Streaks of light pulsed across her eyes. How long could a salamander stay underwater? For hours, certainly; possibly for days. Ilna wasn’t sure if the tunnel was still going down; her body rubbed the slick stone, sometimes with her shoulders, sometimes with her hips. The only direction was forward.
Phosphorescence flooded over her—pinks and greens and yellows, all against a background of sickly blue. Ilna blew her lungs out, scarcely aware of what she was doing, and drew in a deep breath. The air didn’t have odors in that first moment: it was life, as simple as that. She’d been good as dead, and now she breathed again.
Alecto surfaced noisily, flinging up a spray of rainbow droplets. “Sister take me!” she cried. Then, “May the Pack grind my bones if I’m not glad to breathe again!”
Ilna dabbed her feet down, touched rock, and felt the panic in her throat subside. While she could appreciate the irony of escaping all manner of dangers only to drown at the point of safety, that wasn’t the story she wanted to be remembered for.
She bobbed—once, twice, and again—to reach the edge of the pool. She was smiling. I’m not sure I want to be remembered at all; and if I drowned here, there’d be precious little chance of anybody hearing the story anyhow.

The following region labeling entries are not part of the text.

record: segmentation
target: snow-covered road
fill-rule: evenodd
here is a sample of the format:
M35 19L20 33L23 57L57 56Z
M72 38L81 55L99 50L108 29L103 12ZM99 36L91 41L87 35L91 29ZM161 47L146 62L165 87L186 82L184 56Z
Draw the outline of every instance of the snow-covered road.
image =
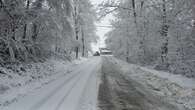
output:
M63 72L59 68L61 77L19 97L2 110L195 108L194 79L128 64L112 56L91 57L69 69Z
M95 110L101 58L94 57L72 72L21 97L4 110Z

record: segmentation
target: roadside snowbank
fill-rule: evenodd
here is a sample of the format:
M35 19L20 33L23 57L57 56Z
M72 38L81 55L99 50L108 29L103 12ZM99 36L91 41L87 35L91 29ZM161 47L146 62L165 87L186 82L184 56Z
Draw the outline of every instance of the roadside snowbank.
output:
M128 64L115 58L112 60L120 65L125 74L154 94L186 110L195 110L195 79Z
M41 88L57 78L70 73L72 67L86 61L73 62L50 59L44 63L31 63L13 68L0 67L0 108L17 101L19 97Z

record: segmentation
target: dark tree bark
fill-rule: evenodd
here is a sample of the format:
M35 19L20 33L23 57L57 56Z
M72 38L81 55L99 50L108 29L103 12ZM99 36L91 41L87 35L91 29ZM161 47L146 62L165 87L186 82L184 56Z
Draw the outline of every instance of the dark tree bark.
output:
M83 52L82 52L82 56L85 56L85 35L84 35L84 30L82 29L82 44L83 44Z
M162 4L162 9L163 9L163 14L162 14L162 31L161 31L161 35L164 39L163 44L161 46L161 60L162 63L167 63L167 55L168 55L168 45L169 45L169 40L168 40L168 30L169 30L169 26L168 26L168 22L167 22L167 10L166 10L166 0L162 0L163 4Z

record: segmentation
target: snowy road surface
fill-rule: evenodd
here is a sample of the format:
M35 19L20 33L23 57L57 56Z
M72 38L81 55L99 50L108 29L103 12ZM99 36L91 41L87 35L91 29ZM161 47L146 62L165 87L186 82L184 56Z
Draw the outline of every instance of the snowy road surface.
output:
M154 73L112 56L92 57L3 110L195 109L195 80L181 76L177 83L174 75L176 81Z
M68 75L18 99L5 110L95 110L100 63L100 58L91 58L77 65Z

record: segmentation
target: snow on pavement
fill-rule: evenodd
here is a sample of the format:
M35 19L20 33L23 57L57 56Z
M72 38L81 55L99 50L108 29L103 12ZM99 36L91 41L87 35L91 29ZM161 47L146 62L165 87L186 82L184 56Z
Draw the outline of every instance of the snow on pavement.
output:
M195 109L195 79L128 64L114 57L110 59L120 66L124 74L144 85L154 94L186 110Z

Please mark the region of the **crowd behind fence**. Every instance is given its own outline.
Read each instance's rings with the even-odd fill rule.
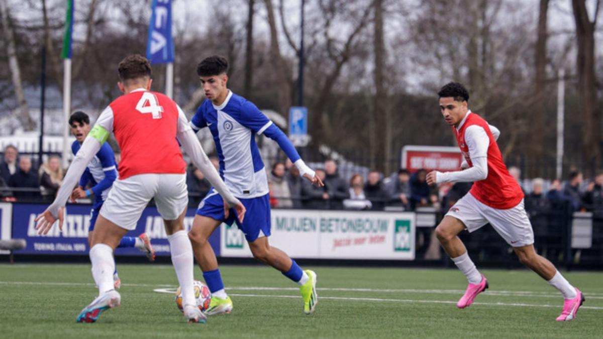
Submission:
[[[64,176],[57,155],[37,162],[27,154],[19,154],[13,146],[4,150],[0,163],[0,197],[8,201],[49,203],[54,200]],[[117,157],[119,159],[119,157]],[[216,158],[210,158],[219,167]],[[268,159],[270,204],[273,208],[414,211],[429,215],[426,224],[417,229],[417,258],[443,258],[434,229],[448,209],[471,188],[471,183],[440,187],[429,186],[425,170],[410,173],[403,169],[384,176],[376,171],[349,163],[342,168],[337,162],[308,162],[324,183],[315,187],[302,177],[297,168],[286,160]],[[585,180],[573,170],[566,180],[521,179],[520,170],[509,168],[525,194],[526,210],[535,235],[535,246],[541,255],[567,267],[603,262],[603,171]],[[211,188],[203,174],[192,165],[187,168],[189,205],[197,206]],[[82,200],[86,202],[86,200]],[[588,246],[573,246],[572,224],[576,212],[586,212],[592,223]],[[491,227],[460,236],[470,253],[480,261],[513,261],[513,251]]]

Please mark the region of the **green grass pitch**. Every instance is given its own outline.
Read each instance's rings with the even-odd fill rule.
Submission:
[[[309,267],[305,267],[309,268]],[[309,267],[318,304],[303,313],[297,285],[264,266],[221,267],[235,308],[187,324],[172,294],[171,266],[120,265],[120,307],[93,324],[75,323],[96,296],[87,265],[0,265],[2,338],[601,338],[603,273],[571,272],[586,302],[569,323],[563,299],[535,274],[488,270],[490,288],[466,309],[456,270]],[[195,277],[201,273],[195,267]]]

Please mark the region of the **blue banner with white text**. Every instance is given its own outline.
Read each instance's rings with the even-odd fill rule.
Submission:
[[[13,204],[12,238],[25,239],[27,247],[16,252],[22,254],[60,254],[87,255],[88,228],[90,226],[90,212],[92,205],[69,204],[60,232],[58,223],[46,235],[39,235],[36,230],[34,221],[36,216],[47,207],[41,204]],[[188,208],[185,217],[185,228],[188,230],[192,226],[195,208]],[[142,212],[136,228],[128,232],[127,236],[138,236],[147,233],[151,237],[151,243],[157,256],[169,256],[169,244],[163,226],[163,220],[157,208],[148,207]],[[209,238],[209,243],[216,256],[220,255],[220,235],[215,232]],[[142,256],[144,253],[134,248],[118,248],[116,255]]]
[[[147,59],[152,64],[174,62],[172,0],[153,0],[147,42]]]

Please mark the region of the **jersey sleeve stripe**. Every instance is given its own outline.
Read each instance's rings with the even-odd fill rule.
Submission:
[[[268,121],[268,123],[267,123],[265,125],[262,126],[261,128],[260,128],[260,130],[257,131],[257,135],[259,135],[263,133],[264,131],[266,130],[266,128],[270,127],[271,125],[272,125],[272,121]]]
[[[101,145],[103,145],[109,138],[109,132],[104,127],[97,124],[92,127],[92,130],[90,131],[90,134],[88,135],[96,139],[100,142]]]

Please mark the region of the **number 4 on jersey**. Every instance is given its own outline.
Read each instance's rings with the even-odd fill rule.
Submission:
[[[145,92],[142,93],[142,97],[136,104],[136,110],[143,114],[150,113],[153,119],[161,119],[161,112],[163,112],[163,107],[159,106],[154,94]]]

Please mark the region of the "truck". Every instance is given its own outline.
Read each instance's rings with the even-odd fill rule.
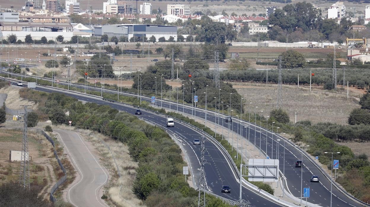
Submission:
[[[167,127],[174,127],[175,123],[174,122],[174,119],[172,118],[167,118]]]

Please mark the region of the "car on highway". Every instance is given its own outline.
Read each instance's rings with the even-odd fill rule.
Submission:
[[[193,144],[200,144],[201,141],[198,139],[194,140],[193,141]]]
[[[226,117],[225,118],[225,122],[232,122],[232,118],[231,117]]]
[[[320,182],[320,177],[317,176],[315,176],[314,175],[311,176],[311,182]]]
[[[231,189],[229,186],[222,186],[222,188],[221,190],[221,192],[230,193],[231,192]]]

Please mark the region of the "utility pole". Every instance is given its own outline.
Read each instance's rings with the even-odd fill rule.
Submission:
[[[334,88],[334,90],[337,90],[337,63],[336,61],[336,51],[335,48],[334,46],[334,55],[333,58],[333,77],[332,81],[333,82],[333,86]]]
[[[276,99],[276,108],[283,106],[283,88],[281,80],[281,56],[279,57],[279,80],[278,85],[278,98]]]
[[[343,67],[343,87],[346,87],[346,67]]]
[[[214,68],[213,71],[213,81],[215,82],[215,87],[216,89],[220,89],[220,69],[219,67],[218,63],[219,62],[219,51],[218,50],[215,51],[214,60],[213,64]]]
[[[205,191],[205,177],[204,174],[204,164],[205,161],[204,160],[205,148],[204,141],[205,137],[202,136],[201,137],[201,169],[199,174],[199,187],[198,188],[199,193],[198,194],[198,207],[205,207],[206,206],[206,195]]]
[[[24,117],[23,143],[22,145],[22,153],[21,155],[20,172],[19,174],[19,183],[23,185],[23,188],[30,189],[30,163],[28,154],[28,137],[27,136],[27,118],[28,112],[27,107],[24,107]]]
[[[174,59],[174,49],[172,49],[172,62],[171,64],[171,80],[174,80],[175,76],[175,71],[174,70],[174,63],[175,60]]]

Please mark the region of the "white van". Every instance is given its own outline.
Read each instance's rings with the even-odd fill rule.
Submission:
[[[175,123],[174,122],[174,119],[172,118],[167,118],[166,123],[167,127],[175,126]]]

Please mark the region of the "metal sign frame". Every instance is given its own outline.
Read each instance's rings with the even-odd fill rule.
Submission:
[[[250,159],[248,160],[248,179],[249,181],[278,182],[279,160]]]

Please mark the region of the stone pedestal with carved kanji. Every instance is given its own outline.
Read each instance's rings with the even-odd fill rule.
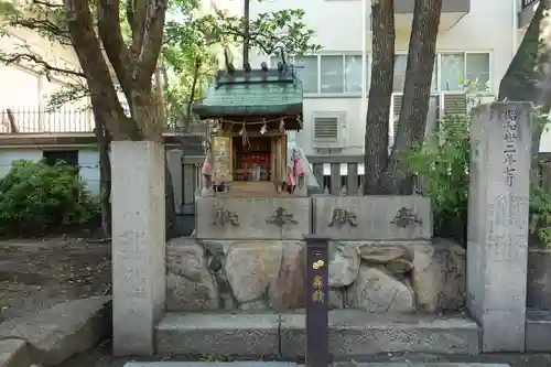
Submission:
[[[472,111],[467,305],[483,352],[523,352],[532,105]]]

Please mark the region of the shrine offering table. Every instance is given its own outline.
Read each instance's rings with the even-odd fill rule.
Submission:
[[[229,184],[229,191],[216,193],[216,197],[271,198],[291,197],[291,195],[287,191],[278,192],[271,181],[235,181]]]

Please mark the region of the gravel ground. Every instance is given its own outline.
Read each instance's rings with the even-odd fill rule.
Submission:
[[[114,358],[110,355],[111,346],[105,343],[95,350],[90,350],[75,358],[67,360],[60,367],[122,367],[131,360],[190,360],[177,356],[164,356],[153,358]],[[412,363],[487,363],[487,364],[508,364],[511,367],[550,367],[551,354],[488,354],[479,356],[442,356],[429,354],[385,354],[372,356],[368,359],[357,359],[355,361],[343,361],[333,364],[334,367],[365,367],[358,366],[364,361],[412,361]],[[299,360],[304,363],[304,360]]]
[[[108,294],[109,242],[83,238],[0,241],[0,321]]]
[[[83,238],[0,240],[0,321],[50,307],[58,302],[109,294],[110,244]],[[122,367],[129,358],[114,358],[104,343],[60,367]],[[147,359],[141,359],[147,360]],[[155,357],[149,360],[186,360]],[[512,367],[551,367],[551,354],[499,354],[467,356],[379,355],[360,361],[469,361],[509,364]],[[299,361],[303,363],[303,361]],[[356,367],[356,363],[337,364]]]

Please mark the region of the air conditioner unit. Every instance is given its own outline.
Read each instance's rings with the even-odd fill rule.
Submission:
[[[398,131],[398,120],[400,119],[400,111],[402,109],[402,100],[403,100],[403,94],[401,93],[393,93],[392,94],[392,102],[390,106],[390,126],[389,126],[389,136],[391,137],[391,140],[396,136],[396,131]]]
[[[344,148],[346,112],[316,112],[313,122],[314,148]]]

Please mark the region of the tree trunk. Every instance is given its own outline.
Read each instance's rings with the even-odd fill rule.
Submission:
[[[393,0],[374,0],[371,84],[366,116],[365,181],[366,195],[379,194],[379,180],[387,168],[388,123],[395,75]]]
[[[101,230],[106,238],[111,237],[111,162],[109,158],[110,136],[99,114],[94,114],[94,132],[99,150],[99,199],[101,205]]]
[[[249,62],[249,22],[250,22],[250,0],[244,0],[244,24],[242,24],[242,64]]]
[[[415,0],[402,107],[382,183],[389,194],[413,194],[413,175],[403,154],[424,140],[441,12],[442,0]]]
[[[540,1],[525,37],[501,78],[498,96],[498,100],[531,101],[541,115],[548,115],[551,110],[550,9],[551,0]],[[539,122],[532,133],[534,160],[538,158],[544,128],[544,121]]]

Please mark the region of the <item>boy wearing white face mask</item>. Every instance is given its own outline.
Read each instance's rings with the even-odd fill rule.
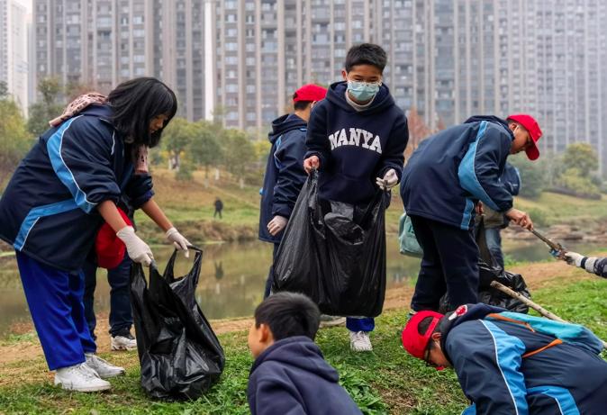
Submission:
[[[352,205],[366,205],[377,187],[390,189],[401,179],[407,119],[382,82],[385,51],[363,43],[346,56],[343,81],[331,86],[327,99],[314,106],[306,136],[304,167],[318,169],[319,197]],[[372,349],[371,318],[349,318],[350,347]]]

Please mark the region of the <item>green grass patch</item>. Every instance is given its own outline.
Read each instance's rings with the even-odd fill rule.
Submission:
[[[538,199],[517,197],[514,206],[527,212],[538,225],[549,226],[575,221],[600,221],[607,217],[605,196],[601,200],[544,192]]]
[[[597,336],[607,338],[605,293],[607,281],[601,278],[557,279],[532,294],[535,302],[563,319],[584,324]],[[344,328],[321,329],[317,342],[326,359],[340,372],[341,384],[364,413],[459,413],[467,402],[455,373],[437,372],[404,353],[400,333],[405,322],[403,311],[391,311],[378,318],[372,335],[372,353],[352,353]],[[247,347],[247,334],[225,333],[219,338],[227,356],[225,371],[220,382],[197,401],[149,400],[140,388],[135,352],[104,355],[113,363],[126,366],[127,374],[111,381],[110,392],[92,394],[70,393],[53,387],[47,379],[41,380],[40,373],[44,371],[41,357],[23,368],[21,377],[24,380],[19,386],[0,387],[0,413],[249,413],[246,390],[252,357]],[[20,365],[23,363],[12,365],[11,370],[19,370]]]

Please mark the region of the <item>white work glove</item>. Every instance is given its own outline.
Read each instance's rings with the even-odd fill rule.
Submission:
[[[565,254],[565,260],[570,266],[575,264],[575,266],[582,266],[582,259],[584,259],[584,256],[577,252],[567,252]]]
[[[135,235],[132,226],[125,226],[116,232],[116,236],[126,245],[126,252],[133,262],[149,266],[154,260],[154,256],[148,244]]]
[[[504,213],[508,219],[512,221],[517,225],[525,228],[526,230],[533,230],[533,221],[531,218],[524,212],[518,209],[512,208]]]
[[[313,170],[321,168],[321,159],[318,156],[310,156],[304,160],[304,170],[309,175]]]
[[[267,222],[267,230],[273,237],[276,236],[278,232],[285,229],[288,221],[288,219],[276,215],[272,221]]]
[[[175,228],[171,228],[167,230],[165,234],[167,240],[173,242],[175,248],[177,250],[184,251],[184,256],[188,258],[190,257],[190,251],[187,250],[187,247],[192,245],[181,233],[177,231]]]
[[[394,168],[389,169],[384,175],[384,178],[376,178],[376,183],[380,189],[390,190],[396,185],[398,185],[398,176],[396,176],[396,171]]]

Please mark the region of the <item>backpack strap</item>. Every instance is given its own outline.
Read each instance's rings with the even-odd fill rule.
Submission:
[[[511,322],[511,323],[521,324],[521,326],[525,326],[527,329],[529,329],[533,333],[535,333],[535,330],[533,329],[531,325],[529,324],[526,321],[521,321],[520,320],[511,319],[509,317],[503,316],[502,314],[499,314],[499,313],[496,313],[496,312],[492,312],[491,314],[487,314],[487,317],[491,317],[492,319],[494,319],[494,320],[501,320],[503,321],[508,321],[508,322]]]
[[[492,319],[494,319],[494,320],[501,320],[502,321],[508,321],[509,323],[520,324],[521,326],[525,326],[531,332],[533,332],[533,333],[536,332],[533,329],[533,328],[530,326],[530,324],[529,324],[526,321],[521,321],[519,320],[511,319],[509,317],[503,316],[503,315],[501,315],[499,313],[496,313],[496,312],[487,314],[487,317],[491,317]],[[525,353],[524,355],[522,355],[522,358],[530,357],[531,356],[536,355],[539,352],[542,352],[542,351],[546,350],[547,348],[554,347],[555,346],[561,345],[561,344],[563,344],[563,340],[561,340],[560,338],[555,338],[550,343],[548,343],[548,345],[546,345],[542,347],[539,347],[536,350],[531,350],[530,352]]]
[[[555,338],[554,340],[552,340],[550,343],[547,344],[543,347],[539,347],[536,350],[530,351],[529,353],[525,353],[524,355],[522,355],[522,358],[524,359],[525,357],[530,357],[530,356],[533,356],[537,353],[539,353],[539,352],[542,352],[542,351],[546,350],[547,348],[554,347],[555,346],[561,345],[561,344],[563,344],[563,340],[561,340],[560,338]]]

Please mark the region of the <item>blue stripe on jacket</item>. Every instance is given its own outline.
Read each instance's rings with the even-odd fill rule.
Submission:
[[[529,406],[525,395],[527,388],[525,378],[519,371],[521,356],[525,352],[524,343],[514,336],[510,336],[495,324],[479,320],[491,334],[494,340],[495,361],[500,369],[508,392],[512,398],[512,406],[517,415],[529,413]]]
[[[43,206],[37,206],[32,209],[22,222],[19,233],[17,234],[17,238],[15,238],[13,246],[15,249],[19,251],[22,250],[27,241],[27,237],[30,235],[30,231],[41,218],[57,213],[63,213],[64,212],[72,211],[74,209],[77,209],[77,206],[76,205],[76,202],[72,199],[58,202],[56,203],[45,204]]]
[[[558,386],[536,386],[527,390],[529,395],[543,393],[554,399],[558,405],[558,409],[563,415],[580,415],[580,410],[575,404],[571,392],[565,388]]]
[[[77,207],[82,209],[85,212],[90,213],[90,212],[96,206],[96,203],[92,203],[86,199],[86,194],[80,189],[80,186],[78,186],[78,184],[76,182],[74,175],[61,157],[63,134],[69,128],[74,120],[77,120],[82,116],[83,115],[78,115],[77,117],[71,118],[65,122],[49,138],[49,140],[47,141],[47,150],[49,151],[49,158],[50,158],[50,164],[52,165],[53,170],[55,170],[55,174],[57,174],[57,176],[61,183],[69,189],[69,193],[72,194]]]
[[[459,177],[459,185],[470,192],[475,197],[480,199],[485,204],[489,206],[494,211],[500,212],[500,208],[489,197],[489,194],[485,191],[478,177],[476,177],[476,170],[475,169],[475,159],[476,158],[476,148],[479,141],[485,137],[485,131],[487,129],[487,122],[481,122],[478,132],[475,140],[470,144],[468,150],[466,152],[462,162],[459,164],[458,169],[458,176]],[[463,220],[462,220],[463,222]],[[466,222],[468,223],[468,222]],[[467,229],[467,226],[464,229]]]

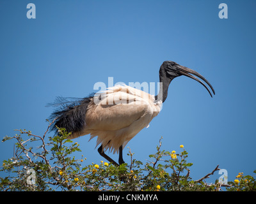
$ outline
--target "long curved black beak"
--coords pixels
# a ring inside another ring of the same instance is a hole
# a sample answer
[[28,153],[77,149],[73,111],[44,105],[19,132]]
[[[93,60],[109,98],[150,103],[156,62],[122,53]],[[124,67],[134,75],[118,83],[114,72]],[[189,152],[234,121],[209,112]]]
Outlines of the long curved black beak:
[[214,89],[213,89],[212,86],[206,80],[206,78],[204,78],[203,76],[202,76],[200,73],[197,73],[196,71],[195,71],[191,69],[188,68],[186,66],[183,66],[178,65],[178,64],[177,65],[177,71],[178,71],[178,72],[180,74],[186,76],[188,76],[188,77],[193,78],[193,79],[195,80],[196,81],[198,82],[200,84],[201,84],[202,85],[204,85],[206,89],[207,89],[211,96],[212,98],[212,95],[209,89],[207,88],[207,87],[201,80],[200,80],[199,79],[198,79],[197,78],[195,77],[194,76],[193,76],[190,74],[194,75],[195,76],[199,77],[200,78],[203,80],[207,84],[208,84],[208,85],[211,87],[211,89],[212,91],[213,94],[215,95],[215,91],[214,91]]

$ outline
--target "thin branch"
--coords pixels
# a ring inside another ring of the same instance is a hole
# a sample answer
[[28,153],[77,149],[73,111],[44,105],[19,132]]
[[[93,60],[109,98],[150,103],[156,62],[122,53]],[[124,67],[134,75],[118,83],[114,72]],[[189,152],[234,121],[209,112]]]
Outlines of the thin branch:
[[209,176],[210,175],[213,175],[213,173],[214,173],[214,172],[215,172],[216,171],[218,171],[218,170],[220,170],[220,169],[219,168],[219,165],[218,165],[218,166],[213,170],[213,171],[212,171],[211,173],[208,173],[207,175],[205,175],[204,177],[202,177],[201,178],[200,178],[200,179],[198,179],[198,180],[195,180],[195,182],[196,182],[196,183],[199,183],[199,182],[200,182],[201,181],[202,181],[204,179],[209,178]]

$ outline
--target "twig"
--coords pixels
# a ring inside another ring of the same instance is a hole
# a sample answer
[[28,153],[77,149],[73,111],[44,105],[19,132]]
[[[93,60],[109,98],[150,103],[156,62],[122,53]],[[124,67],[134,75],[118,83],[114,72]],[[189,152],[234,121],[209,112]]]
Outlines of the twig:
[[204,177],[202,177],[201,178],[200,178],[200,179],[198,179],[198,180],[195,180],[195,182],[196,182],[196,183],[199,183],[199,182],[200,182],[201,181],[202,181],[204,179],[209,178],[209,176],[210,175],[213,175],[213,173],[214,173],[214,172],[215,172],[216,171],[218,171],[218,170],[220,170],[220,169],[219,168],[219,165],[217,165],[217,166],[214,169],[214,170],[213,170],[211,173],[208,173],[207,175],[205,175]]

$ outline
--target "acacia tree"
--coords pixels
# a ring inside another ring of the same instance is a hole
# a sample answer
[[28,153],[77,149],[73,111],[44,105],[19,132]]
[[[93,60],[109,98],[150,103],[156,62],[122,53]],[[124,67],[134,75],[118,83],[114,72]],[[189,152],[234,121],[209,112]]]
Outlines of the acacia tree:
[[[149,155],[143,164],[134,158],[131,149],[129,164],[116,166],[107,162],[86,164],[79,144],[67,139],[71,134],[58,128],[57,135],[45,138],[51,124],[43,136],[26,129],[16,130],[19,134],[5,136],[3,142],[15,139],[13,157],[4,160],[0,171],[1,191],[255,191],[253,177],[239,173],[234,182],[223,184],[219,180],[207,184],[213,171],[194,180],[190,177],[192,163],[187,162],[188,153],[180,145],[180,152],[161,150],[161,139],[156,152]],[[35,145],[39,147],[35,149]],[[256,171],[253,171],[256,173]]]

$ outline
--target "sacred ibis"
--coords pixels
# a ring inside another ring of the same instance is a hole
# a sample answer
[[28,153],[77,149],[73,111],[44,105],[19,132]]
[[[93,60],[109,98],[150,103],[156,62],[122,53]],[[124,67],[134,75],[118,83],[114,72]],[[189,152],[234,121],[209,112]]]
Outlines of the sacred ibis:
[[100,94],[79,99],[57,98],[52,104],[58,108],[50,117],[55,119],[51,130],[57,131],[56,127],[65,127],[72,133],[70,139],[88,134],[90,140],[97,136],[96,147],[100,144],[99,153],[109,162],[118,165],[104,152],[109,149],[114,154],[119,152],[118,163],[121,164],[124,163],[124,147],[157,115],[173,78],[181,75],[191,78],[203,85],[212,97],[207,87],[191,74],[206,82],[215,94],[211,84],[198,73],[166,61],[160,67],[159,78],[162,85],[156,96],[130,86],[116,85]]

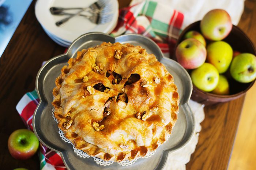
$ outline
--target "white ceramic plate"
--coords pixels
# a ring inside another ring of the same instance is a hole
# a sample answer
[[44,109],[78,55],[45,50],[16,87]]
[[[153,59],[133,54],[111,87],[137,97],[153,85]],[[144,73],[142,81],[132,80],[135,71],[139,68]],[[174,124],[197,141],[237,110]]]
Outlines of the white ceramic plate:
[[54,42],[57,43],[60,46],[61,46],[65,47],[69,47],[69,45],[70,45],[70,43],[67,43],[62,41],[61,40],[54,37],[53,35],[51,34],[51,33],[49,32],[48,31],[47,31],[47,30],[45,29],[43,27],[43,29],[44,29],[44,30],[46,34],[47,34],[47,35],[48,35],[48,36],[51,38],[51,39],[52,39]]
[[[49,9],[52,7],[71,8],[86,7],[96,0],[38,0],[35,6],[35,16],[37,20],[48,33],[64,41],[72,42],[80,35],[91,32],[110,33],[114,28],[118,19],[118,2],[117,0],[109,0],[113,12],[113,18],[109,23],[97,25],[91,22],[84,17],[77,16],[63,25],[58,27],[55,23],[65,17],[65,16],[53,15]],[[77,11],[70,11],[74,12]]]

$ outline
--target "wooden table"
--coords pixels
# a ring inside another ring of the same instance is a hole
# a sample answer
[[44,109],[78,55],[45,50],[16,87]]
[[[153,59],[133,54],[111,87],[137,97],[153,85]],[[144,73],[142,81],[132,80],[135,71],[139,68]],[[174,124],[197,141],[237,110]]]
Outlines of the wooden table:
[[[120,1],[121,6],[129,0]],[[39,169],[37,155],[25,161],[13,158],[7,140],[15,130],[25,128],[15,107],[27,92],[34,89],[35,77],[42,62],[63,53],[65,48],[54,43],[37,20],[34,1],[29,8],[0,58],[0,169],[24,167]],[[238,26],[255,44],[256,1],[246,1]],[[226,169],[232,150],[244,96],[228,103],[205,108],[199,141],[188,169]]]

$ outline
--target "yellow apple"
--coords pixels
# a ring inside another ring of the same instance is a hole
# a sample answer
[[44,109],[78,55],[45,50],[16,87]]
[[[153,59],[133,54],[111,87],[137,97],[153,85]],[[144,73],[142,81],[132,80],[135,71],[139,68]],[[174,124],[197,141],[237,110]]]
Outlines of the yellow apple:
[[232,26],[229,13],[219,9],[209,11],[200,23],[200,28],[204,36],[214,41],[224,39],[230,32]]
[[249,83],[256,78],[256,57],[250,53],[242,53],[235,57],[230,68],[232,77],[240,83]]
[[208,45],[206,51],[206,60],[214,66],[220,74],[225,72],[233,55],[233,50],[229,44],[223,41],[214,42]]
[[229,85],[227,79],[223,75],[220,75],[219,83],[216,88],[212,91],[212,93],[221,95],[229,94]]
[[219,72],[212,64],[205,63],[191,72],[193,84],[200,90],[211,91],[215,88],[219,82]]
[[194,38],[201,42],[204,47],[206,45],[204,38],[202,35],[195,31],[191,31],[188,32],[184,36],[185,39],[188,38]]

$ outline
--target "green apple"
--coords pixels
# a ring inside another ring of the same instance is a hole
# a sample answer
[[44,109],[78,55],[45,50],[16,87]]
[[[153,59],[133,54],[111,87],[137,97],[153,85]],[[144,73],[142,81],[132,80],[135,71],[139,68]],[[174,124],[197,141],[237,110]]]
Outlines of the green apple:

Alecto, who could swim and who’d lost the cape, her only remaining garment, in the tunnel, squirmed up onto the shore with the litheness of a cormorant. She’d gripped her dagger in her teeth as she swam; now, ignoring Ilna’s struggle to climb out of the pool, she took the weapon in her hand again as she looked around.
There was plenty of light to see clearly, at least for eyes adapted during the long, dark crawl to reach this place. It was a cave, but it was much larger than the one immediately beyond the temple. Ilna looked up. At some points the curving roof was as high as she could’ve flung a stone.
Mushrooms and lichens covered the cave floor and ran up the walls and ceiling as well. They glowed in muted shades; to Ilna’s trained eye no two were precisely the same hue. The faded yellow of one mushroom lacked the green undertone of the otherwise identical bell sprouting beside it.
“How far back do you suppose this cave goes?” Alecto said, trying to keep concern out of her voice. She tapped a wall with her dagger butt; under a finger-thick coating of fungus, the bronze clacked on stone. “Is there a way out besides the way we came?”
“I have no idea,” Ilna said, keeping her comments to the literal truth. She supposed—as no doubt the wild girl did—that there wasn’t another way out; that there was no way at all now that Alecto’s rockslide had buried the temple along with the rest of the village.
It wouldn’t do any good to state the obvious, though. Besides, while it was superstition to believe the words might create the grim reality, when Ilna was trapped in a rocky tomb, she found herself closer to superstition than she cared to be.